Last week was restaurant week in DC. I loved restaurant week in NYC because you could try out some of the city’s best eateries for just $35 for three courses. While it was sometimes difficult finding a menu with a gluten free option for each course, I got to try places like Mesa Grill and The Breslin for a fraction of the normal price.
So when I saw Art and Soul on the list of restaurants for DC’s restaurant week, I jumped at the chance to taste Art Smith’s menu. If you don’t know Art, he’s the hilarious Southern chef who was on Top Chef Masters. I checked out the restaurant week menu ahead of time, and was sold at “buttermilk-ricotta panacotta, macerated peaches, local honey”.
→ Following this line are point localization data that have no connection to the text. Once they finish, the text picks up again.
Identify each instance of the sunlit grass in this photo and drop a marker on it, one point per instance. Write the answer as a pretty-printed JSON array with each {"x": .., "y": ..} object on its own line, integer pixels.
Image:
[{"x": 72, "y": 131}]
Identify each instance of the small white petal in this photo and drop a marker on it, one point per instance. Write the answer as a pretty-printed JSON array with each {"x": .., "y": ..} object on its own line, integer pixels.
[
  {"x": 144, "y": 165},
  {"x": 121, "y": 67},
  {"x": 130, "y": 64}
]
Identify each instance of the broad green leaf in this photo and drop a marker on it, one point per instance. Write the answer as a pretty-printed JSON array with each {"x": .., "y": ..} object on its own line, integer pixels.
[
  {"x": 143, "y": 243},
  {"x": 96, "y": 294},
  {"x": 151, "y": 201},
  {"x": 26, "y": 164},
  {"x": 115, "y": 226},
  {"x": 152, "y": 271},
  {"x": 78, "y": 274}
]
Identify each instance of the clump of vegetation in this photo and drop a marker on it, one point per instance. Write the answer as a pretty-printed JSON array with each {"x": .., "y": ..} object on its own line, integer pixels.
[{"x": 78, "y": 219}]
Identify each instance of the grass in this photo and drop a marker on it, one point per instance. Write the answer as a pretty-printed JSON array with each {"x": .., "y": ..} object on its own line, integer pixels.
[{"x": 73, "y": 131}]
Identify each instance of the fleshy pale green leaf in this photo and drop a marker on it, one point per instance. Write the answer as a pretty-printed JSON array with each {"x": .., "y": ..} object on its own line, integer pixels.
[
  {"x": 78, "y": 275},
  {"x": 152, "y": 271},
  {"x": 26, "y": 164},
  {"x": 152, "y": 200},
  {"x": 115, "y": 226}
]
Everyone else started their meal with this lovely gluten-fest of bread.
I chose the soup as my first course – heirloom tomato, minus the breadcrumbs that usually come on top. It was a nice starter – there were really spicy peppers as the garnish, plus it was just so pretty.
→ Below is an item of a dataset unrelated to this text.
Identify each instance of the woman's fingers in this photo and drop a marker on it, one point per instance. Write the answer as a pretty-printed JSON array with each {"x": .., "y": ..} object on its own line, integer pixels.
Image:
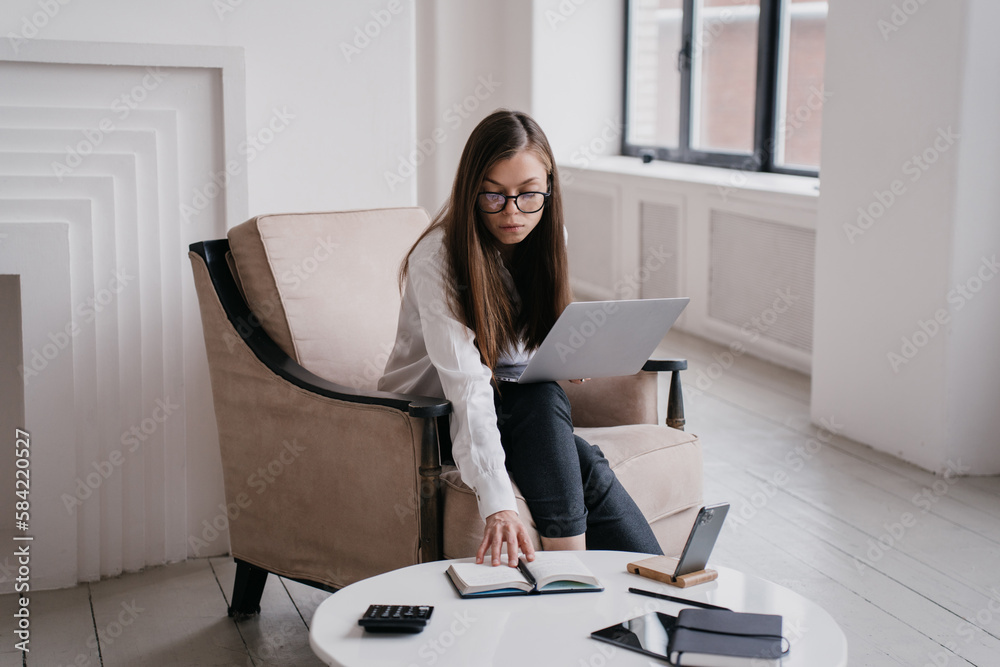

One of my friends got the shrimp and grits, which I would have gotten, but I would have had to ask them to omit the andouille sausage, and I didn’t feel like making a fuss with every course. I told the waitress that I had a gluten allergy, but she wasn’t overly accomodating.
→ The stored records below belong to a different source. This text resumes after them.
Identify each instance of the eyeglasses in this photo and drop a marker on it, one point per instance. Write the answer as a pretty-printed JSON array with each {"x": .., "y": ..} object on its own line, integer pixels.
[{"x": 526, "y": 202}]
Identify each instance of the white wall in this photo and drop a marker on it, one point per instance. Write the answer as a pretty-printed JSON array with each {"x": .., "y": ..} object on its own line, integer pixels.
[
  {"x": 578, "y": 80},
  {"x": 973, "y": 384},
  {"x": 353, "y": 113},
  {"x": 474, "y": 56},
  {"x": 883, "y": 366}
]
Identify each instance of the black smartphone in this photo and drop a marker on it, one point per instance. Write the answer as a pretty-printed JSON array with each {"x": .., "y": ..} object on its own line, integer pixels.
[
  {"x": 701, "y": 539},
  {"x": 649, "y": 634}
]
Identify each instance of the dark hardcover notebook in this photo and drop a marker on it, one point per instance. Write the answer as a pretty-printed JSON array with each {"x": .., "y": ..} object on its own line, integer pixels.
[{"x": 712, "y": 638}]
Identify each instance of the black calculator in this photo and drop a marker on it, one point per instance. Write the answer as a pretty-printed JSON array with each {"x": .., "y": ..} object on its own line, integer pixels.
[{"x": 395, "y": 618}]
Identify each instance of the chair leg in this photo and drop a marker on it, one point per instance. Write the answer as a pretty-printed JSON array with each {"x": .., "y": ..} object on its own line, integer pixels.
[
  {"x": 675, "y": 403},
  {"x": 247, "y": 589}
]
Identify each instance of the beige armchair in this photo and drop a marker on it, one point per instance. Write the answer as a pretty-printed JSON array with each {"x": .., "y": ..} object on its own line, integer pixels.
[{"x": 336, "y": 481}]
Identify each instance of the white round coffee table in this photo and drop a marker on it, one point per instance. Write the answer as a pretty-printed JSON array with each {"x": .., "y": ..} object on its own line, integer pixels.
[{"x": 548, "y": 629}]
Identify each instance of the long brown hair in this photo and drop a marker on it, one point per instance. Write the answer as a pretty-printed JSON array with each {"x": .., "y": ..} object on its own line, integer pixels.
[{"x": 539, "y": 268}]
Doesn’t it look so yummy though? That’s pickled okra on top.
I originally wanted to get the flounder as my main course, but I wasn’t sure what was in the sauce, and I didn’t feel like pestering the waitress with more questions, so I got the “dirty rice”. Basically like a risotto with sauteed mushrooms on it. Again, it was good, but more of a side dish in my opinion than a main course.
For dessert they didn’t have the panacotta on the menu! Such a bummer.
I hate when my only option is sorbet or ice cream, it’s kind of torturous to watch everyone else indulge in bread pudding and chocolate tortes while you eat the same thing that’s on the kid’s menu.
I asked them to put on some whipped cream to make it a bit fancier.
All in all it was a run-of-the-mill dinner for me. My fabulous company made up for the small portions and utter lack of protein in my meal. The atmosphere is great there too, but the service…not so much. It seemed like they were not very happy that it was restaurant week, and were lowering their standards.
I still love you though, Art Smith. And even though this experience didn’t blow my mind, you are still a top chef in my book.
This dinner also reminded me what a difference having an understanding/enthusiastic server can have. Have you ever made compromises on your dining decisions because of a server?